A sheriff's ruling that it is not a crime to sing about the IRA leaves the Offensive Behaviour at Football law in a state of confusion.

In the absence of new legislation to ban both football and religion, Police Scotland (as we must now call the polis) are faced with many a dilemma. Which is what they get for asking for this mad and misplaced act of Parliament in the first place.

Professors of history and semantics may have to be hired to advise whether the song at the Celtic end is about terrorists or freedom fighters. Clever defence lawyers may argue that it was a spoonerism at Ibrox and the Teddy Bears meant to sing about an accident in the kitchen when they were up to their knees in beans and flood?

There will be no end of bureaucracy as fans have to submit lyrics in advance to a Sectarian Song Peace and Reconciliation Commission. The obvious answer is to let the bigots sing away to their hearts content while the rest of us ignore it and hope it will go away, possibly before the millennium celebrations for the Battle of the Boyne.
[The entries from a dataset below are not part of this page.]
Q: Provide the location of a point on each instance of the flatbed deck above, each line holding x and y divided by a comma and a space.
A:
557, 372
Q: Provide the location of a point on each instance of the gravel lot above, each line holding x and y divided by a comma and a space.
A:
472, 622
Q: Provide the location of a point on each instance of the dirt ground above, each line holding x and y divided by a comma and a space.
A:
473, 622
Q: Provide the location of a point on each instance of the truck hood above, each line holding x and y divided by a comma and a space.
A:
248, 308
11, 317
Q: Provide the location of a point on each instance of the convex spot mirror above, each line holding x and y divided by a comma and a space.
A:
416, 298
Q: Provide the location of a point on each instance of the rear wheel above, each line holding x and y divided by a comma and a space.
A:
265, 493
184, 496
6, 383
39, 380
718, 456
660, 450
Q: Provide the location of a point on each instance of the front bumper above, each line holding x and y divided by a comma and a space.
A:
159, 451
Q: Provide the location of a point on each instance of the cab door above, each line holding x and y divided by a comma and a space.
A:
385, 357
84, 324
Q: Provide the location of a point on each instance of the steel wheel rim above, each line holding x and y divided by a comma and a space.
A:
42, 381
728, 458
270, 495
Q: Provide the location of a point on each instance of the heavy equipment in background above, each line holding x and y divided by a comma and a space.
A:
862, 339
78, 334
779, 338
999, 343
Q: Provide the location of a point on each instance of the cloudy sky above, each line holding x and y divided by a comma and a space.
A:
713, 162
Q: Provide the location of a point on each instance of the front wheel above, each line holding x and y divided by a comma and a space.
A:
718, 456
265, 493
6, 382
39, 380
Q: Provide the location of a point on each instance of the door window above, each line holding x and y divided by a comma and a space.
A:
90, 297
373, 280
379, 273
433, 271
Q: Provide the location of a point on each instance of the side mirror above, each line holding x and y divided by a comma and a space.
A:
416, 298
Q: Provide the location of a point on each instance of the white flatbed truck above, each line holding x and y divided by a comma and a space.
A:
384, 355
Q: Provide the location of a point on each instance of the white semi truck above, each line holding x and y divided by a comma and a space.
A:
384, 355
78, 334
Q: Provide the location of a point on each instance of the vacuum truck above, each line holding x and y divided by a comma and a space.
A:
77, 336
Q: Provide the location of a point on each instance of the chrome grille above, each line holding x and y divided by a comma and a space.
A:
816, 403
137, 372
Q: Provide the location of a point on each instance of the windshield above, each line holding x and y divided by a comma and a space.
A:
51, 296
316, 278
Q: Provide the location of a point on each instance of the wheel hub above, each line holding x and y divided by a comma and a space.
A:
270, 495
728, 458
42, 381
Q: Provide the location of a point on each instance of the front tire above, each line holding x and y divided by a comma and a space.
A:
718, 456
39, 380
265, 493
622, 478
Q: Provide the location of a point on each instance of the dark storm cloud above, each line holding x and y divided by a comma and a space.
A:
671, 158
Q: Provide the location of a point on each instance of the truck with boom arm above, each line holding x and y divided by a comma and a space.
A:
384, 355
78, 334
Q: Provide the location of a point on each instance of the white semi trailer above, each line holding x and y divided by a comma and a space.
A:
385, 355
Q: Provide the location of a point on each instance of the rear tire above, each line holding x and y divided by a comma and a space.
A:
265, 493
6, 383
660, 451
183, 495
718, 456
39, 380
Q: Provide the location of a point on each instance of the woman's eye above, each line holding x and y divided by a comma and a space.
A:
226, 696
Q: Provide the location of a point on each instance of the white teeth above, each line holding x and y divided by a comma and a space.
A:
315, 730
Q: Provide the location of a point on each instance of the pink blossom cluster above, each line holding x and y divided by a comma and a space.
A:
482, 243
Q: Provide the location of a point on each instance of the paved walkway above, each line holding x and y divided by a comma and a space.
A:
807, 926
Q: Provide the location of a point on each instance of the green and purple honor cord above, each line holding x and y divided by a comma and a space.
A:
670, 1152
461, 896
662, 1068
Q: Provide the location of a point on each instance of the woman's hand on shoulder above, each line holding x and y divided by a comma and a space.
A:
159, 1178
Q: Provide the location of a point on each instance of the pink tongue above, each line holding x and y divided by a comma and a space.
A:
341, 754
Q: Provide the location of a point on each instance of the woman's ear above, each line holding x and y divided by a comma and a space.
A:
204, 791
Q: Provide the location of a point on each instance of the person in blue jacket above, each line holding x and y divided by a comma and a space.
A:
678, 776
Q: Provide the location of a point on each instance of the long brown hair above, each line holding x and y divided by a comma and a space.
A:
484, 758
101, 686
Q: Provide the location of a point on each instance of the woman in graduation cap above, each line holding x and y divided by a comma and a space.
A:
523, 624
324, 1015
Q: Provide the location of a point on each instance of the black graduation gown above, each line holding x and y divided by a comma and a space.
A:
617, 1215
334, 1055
Police Scotland resources could then be used to set up a Serious Singing Squad to target the unacceptable levels of musical pollution prevalent in society today. The squad will have stop and search powers for suspected possession of techno, heavy metal, or thrash content. There will be spot fines and confiscation of music devices for those who test positive. Transport police will patrol trains and buses to eject passengers with noisy headphones. Any premises may be raided without the need for warrants on suspicion of the existence of secret caches of Des O'Connor LPs.

The Karaoke Intervention Unit of the licensing police will visit pubs and arrest Big Rab on the grounds that his rendition of I Did It My Way is not only offensive but likely to incite public disorder.

Plans for an elite squad of plain-clothes singing detectives may have to be abandoned when officers refuse to dress up as Michael Gambon and be smothered in Vaseline.

Complaints about people whistling too much will be dealt with on a community policing basis. As will reports of unacceptable muzak and telephone call-waiting systems.

Under separate legislation from the Scottish Parliament it will be illegal for songwriters from Bearsden to write blues lyrics about the troubles they have seen and the hard times they've come through.